When a host cell is infected, gRNA synthesis occurs in double membrane-bound organelles (replicative organelles) within the cell. Utilising the original gRNA from the entered virion, the replicative-transcription complex (RTC) creates more gRNA sequences. This is achieved through anti-genomic sequences. These are complementary to the original viral genome and are created by the RTC to act as a minus-strand template. The minus-strand template then utilises complementary base pairing to form new positive-strand RNA sequences for new gRNA.

Anti-genomic sequences

Before new gRNA synthesis occurs, the anti-genome is created in these new replicative organelles – these are virally-induced membranes. The anti-genome is a full-length complement to the original gRNA and acts as the template for synthesis of the new gRNAs.
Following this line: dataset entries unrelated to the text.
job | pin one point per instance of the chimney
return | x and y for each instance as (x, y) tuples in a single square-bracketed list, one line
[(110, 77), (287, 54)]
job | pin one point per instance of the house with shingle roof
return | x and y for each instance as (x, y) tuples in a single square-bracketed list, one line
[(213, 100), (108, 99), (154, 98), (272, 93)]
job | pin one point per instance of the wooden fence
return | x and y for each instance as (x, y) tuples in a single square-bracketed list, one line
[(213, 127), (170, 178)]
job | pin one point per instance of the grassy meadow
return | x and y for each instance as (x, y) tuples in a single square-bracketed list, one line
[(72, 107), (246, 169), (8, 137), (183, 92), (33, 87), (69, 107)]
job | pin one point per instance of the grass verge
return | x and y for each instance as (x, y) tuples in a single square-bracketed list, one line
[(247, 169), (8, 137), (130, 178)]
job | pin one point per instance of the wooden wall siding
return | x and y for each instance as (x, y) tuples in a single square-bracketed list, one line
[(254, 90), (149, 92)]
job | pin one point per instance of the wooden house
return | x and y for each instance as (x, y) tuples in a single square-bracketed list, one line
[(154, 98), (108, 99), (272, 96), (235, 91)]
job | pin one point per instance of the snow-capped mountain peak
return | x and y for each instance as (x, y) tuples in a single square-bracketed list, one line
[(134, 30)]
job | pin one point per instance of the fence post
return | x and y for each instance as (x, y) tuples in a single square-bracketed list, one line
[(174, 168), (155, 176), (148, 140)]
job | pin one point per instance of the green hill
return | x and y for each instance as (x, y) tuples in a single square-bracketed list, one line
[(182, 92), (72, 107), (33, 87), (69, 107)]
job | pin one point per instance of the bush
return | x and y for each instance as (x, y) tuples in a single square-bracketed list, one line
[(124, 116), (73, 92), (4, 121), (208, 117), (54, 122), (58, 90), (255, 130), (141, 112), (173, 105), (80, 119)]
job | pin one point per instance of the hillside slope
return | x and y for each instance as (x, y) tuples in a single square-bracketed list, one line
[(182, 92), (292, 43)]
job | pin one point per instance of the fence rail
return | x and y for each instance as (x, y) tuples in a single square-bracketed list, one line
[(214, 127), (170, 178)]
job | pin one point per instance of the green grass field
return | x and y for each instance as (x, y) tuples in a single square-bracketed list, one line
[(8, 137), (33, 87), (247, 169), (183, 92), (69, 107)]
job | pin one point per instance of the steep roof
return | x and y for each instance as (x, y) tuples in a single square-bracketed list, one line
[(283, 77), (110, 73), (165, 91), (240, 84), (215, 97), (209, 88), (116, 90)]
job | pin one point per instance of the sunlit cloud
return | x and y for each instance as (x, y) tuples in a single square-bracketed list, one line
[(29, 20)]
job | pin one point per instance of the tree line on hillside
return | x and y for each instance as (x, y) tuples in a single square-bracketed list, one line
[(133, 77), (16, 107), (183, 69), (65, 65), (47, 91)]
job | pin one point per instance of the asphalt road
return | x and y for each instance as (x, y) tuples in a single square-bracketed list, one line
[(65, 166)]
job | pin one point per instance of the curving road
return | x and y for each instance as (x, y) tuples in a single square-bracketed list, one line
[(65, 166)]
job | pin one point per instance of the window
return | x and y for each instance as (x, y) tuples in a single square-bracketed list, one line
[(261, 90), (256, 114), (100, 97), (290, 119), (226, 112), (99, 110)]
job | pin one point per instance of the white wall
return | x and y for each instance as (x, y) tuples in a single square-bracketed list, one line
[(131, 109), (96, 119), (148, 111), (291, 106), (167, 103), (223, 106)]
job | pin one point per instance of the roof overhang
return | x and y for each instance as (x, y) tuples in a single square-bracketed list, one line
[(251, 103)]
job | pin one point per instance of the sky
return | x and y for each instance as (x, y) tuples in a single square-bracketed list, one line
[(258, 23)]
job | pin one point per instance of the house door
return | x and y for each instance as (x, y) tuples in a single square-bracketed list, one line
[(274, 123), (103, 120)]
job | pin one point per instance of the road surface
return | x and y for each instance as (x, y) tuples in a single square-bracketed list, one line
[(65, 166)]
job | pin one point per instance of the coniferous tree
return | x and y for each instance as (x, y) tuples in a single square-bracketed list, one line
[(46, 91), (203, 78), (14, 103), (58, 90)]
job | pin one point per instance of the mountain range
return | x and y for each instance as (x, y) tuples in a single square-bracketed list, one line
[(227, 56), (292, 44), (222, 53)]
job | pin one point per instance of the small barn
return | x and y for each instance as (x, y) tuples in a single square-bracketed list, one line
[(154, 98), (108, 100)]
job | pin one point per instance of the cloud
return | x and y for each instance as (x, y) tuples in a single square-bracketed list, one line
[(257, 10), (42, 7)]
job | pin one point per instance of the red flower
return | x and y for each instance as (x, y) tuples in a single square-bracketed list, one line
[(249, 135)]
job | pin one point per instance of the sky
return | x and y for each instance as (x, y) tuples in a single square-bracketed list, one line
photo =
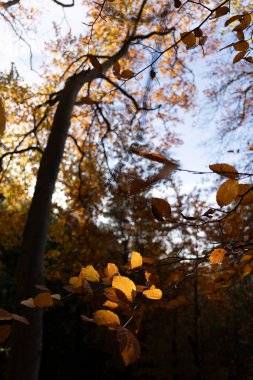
[(192, 154)]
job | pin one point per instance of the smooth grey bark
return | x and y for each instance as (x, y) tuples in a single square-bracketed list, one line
[(27, 340)]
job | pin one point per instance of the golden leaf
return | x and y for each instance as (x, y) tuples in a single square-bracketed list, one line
[(43, 300), (2, 118), (89, 273), (77, 282), (136, 260), (111, 270), (95, 63), (127, 74), (110, 304), (106, 318), (161, 209), (28, 303), (225, 170), (126, 285), (217, 255), (247, 198), (241, 45), (153, 293), (189, 39), (227, 192), (128, 345)]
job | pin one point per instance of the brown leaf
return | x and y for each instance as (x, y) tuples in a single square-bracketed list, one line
[(244, 188), (161, 209), (5, 331), (43, 300), (241, 45), (217, 255), (239, 56), (225, 170), (5, 315), (128, 345), (106, 318), (95, 63), (227, 192)]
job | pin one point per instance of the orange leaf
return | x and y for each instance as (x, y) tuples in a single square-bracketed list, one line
[(136, 260), (217, 255), (43, 300), (227, 192), (106, 318), (126, 285), (225, 170)]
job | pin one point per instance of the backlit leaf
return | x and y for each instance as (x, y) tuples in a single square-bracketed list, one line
[(225, 170), (90, 273), (95, 62), (136, 260), (126, 285), (241, 45), (244, 188), (128, 345), (189, 39), (43, 300), (153, 293), (28, 303), (217, 255), (227, 192), (161, 209), (106, 318), (2, 118), (222, 11)]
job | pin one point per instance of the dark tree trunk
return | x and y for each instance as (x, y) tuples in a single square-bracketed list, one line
[(27, 340)]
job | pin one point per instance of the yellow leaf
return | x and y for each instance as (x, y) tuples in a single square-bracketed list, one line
[(110, 304), (239, 56), (128, 345), (127, 74), (161, 209), (95, 63), (126, 285), (136, 260), (43, 300), (153, 293), (225, 170), (106, 318), (111, 270), (241, 45), (89, 273), (77, 282), (2, 118), (247, 198), (217, 255), (222, 11), (28, 303), (227, 192), (189, 39)]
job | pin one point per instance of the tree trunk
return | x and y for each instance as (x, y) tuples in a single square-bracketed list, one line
[(27, 340)]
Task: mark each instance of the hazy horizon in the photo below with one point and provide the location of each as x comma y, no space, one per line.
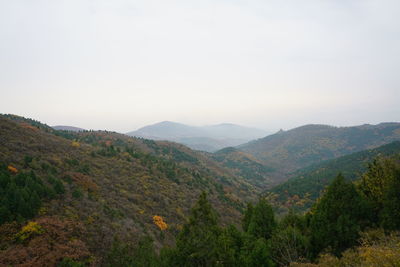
122,65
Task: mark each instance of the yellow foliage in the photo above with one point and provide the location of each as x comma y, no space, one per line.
75,144
12,169
158,220
29,230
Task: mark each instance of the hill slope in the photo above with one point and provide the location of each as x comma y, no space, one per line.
206,138
112,184
306,145
306,185
67,128
246,166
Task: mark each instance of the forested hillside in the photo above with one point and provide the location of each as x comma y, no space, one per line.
301,191
246,166
96,198
109,185
288,151
352,224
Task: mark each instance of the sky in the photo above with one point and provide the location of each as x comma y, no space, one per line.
272,64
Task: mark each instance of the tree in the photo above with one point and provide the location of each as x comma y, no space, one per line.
337,217
380,185
247,217
197,243
262,222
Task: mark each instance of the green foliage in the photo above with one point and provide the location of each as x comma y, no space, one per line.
247,217
308,183
127,255
68,262
21,195
380,185
262,222
197,243
256,253
338,217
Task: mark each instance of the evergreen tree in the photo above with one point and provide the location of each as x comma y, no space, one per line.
247,217
262,222
337,217
380,185
197,243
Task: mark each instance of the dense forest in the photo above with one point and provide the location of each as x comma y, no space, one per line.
352,224
97,198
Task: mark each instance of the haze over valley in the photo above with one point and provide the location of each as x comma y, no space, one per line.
199,133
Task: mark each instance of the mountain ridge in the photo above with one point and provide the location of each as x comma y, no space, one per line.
208,138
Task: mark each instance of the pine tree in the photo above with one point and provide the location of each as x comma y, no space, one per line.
337,217
197,243
247,217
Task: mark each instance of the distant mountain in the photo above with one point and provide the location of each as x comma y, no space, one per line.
67,128
206,138
306,185
309,144
108,184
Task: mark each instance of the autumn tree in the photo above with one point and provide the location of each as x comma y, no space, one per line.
380,185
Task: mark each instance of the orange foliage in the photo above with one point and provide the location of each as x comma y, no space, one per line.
158,220
57,240
28,126
83,180
12,169
75,144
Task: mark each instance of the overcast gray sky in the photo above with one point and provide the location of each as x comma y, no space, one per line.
272,64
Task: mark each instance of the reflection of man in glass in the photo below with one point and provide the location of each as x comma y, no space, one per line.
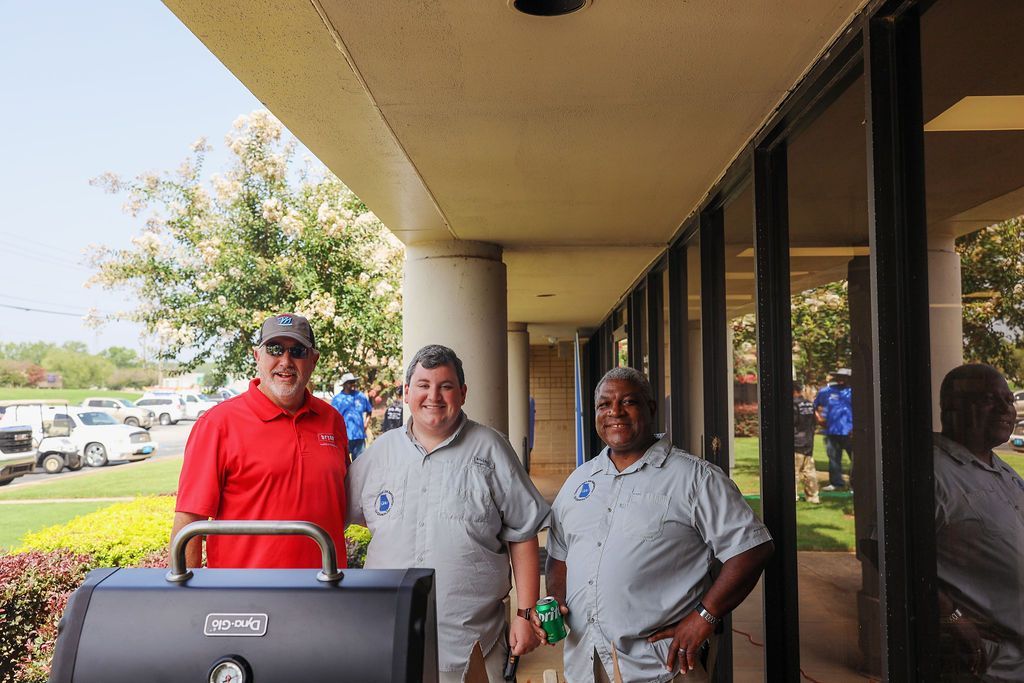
834,406
979,525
After ‘transcription’ using the anti-genomic sequences, new gRNA can take one of three paths. The first could lead to the new gRNA being used to create new enzymes and accessory proteins key to viral replication within the cell. The second path is creating more new gRNAs. The third is that the gRNA could acquire a nucleocapsid shell, then a lipid bilayer membrane to form a new virion before leaving the cell (Figure 1).

Click here to enlarge the image Figure 1 – SARS-CoV-2 replication cycle. Source: Nature

Sub-genomic sequences

Sub-genomic RNA sequences are a unique feature of positive-sense RNA viruses. These are produced by the discontinuous transcription of virion structural genes during active replication and result in the formation of rearranged template sequences that are not found in juxtaposition in the native RNA genome of the virus. The gRNA sequences found for these proteins are what is looked for in COVID-19 tests.

Whilst the anti-genome is being generated in replicative organelles, these smaller, minus-strand sgRNAs are also produced. These then originate a nested group of sg-mRNAs which are fundamental in the synthesis of structural proteins necessary for virion packaging, consisting of the membrane, spike, nucleocapsid and envelope proteins. The nucleocapsid protein in particular is acquired by newly formed gRNAs before being able to form a new virion (Figure 1).

These sub-genomic sequences provide unique opportunities for the virus, mainly by enabling greater functionality out of a smaller original genomic sequence. They also present opportunities for tackling the pandemic. Sub-genomic RNAs are only present for virion formation during an active infection. As such, evidence from the University of Exeter showed they can be used to better track the infectivity and disease duration with SARS-CoV-2 infection, compared to the current wide-scale testing approaches.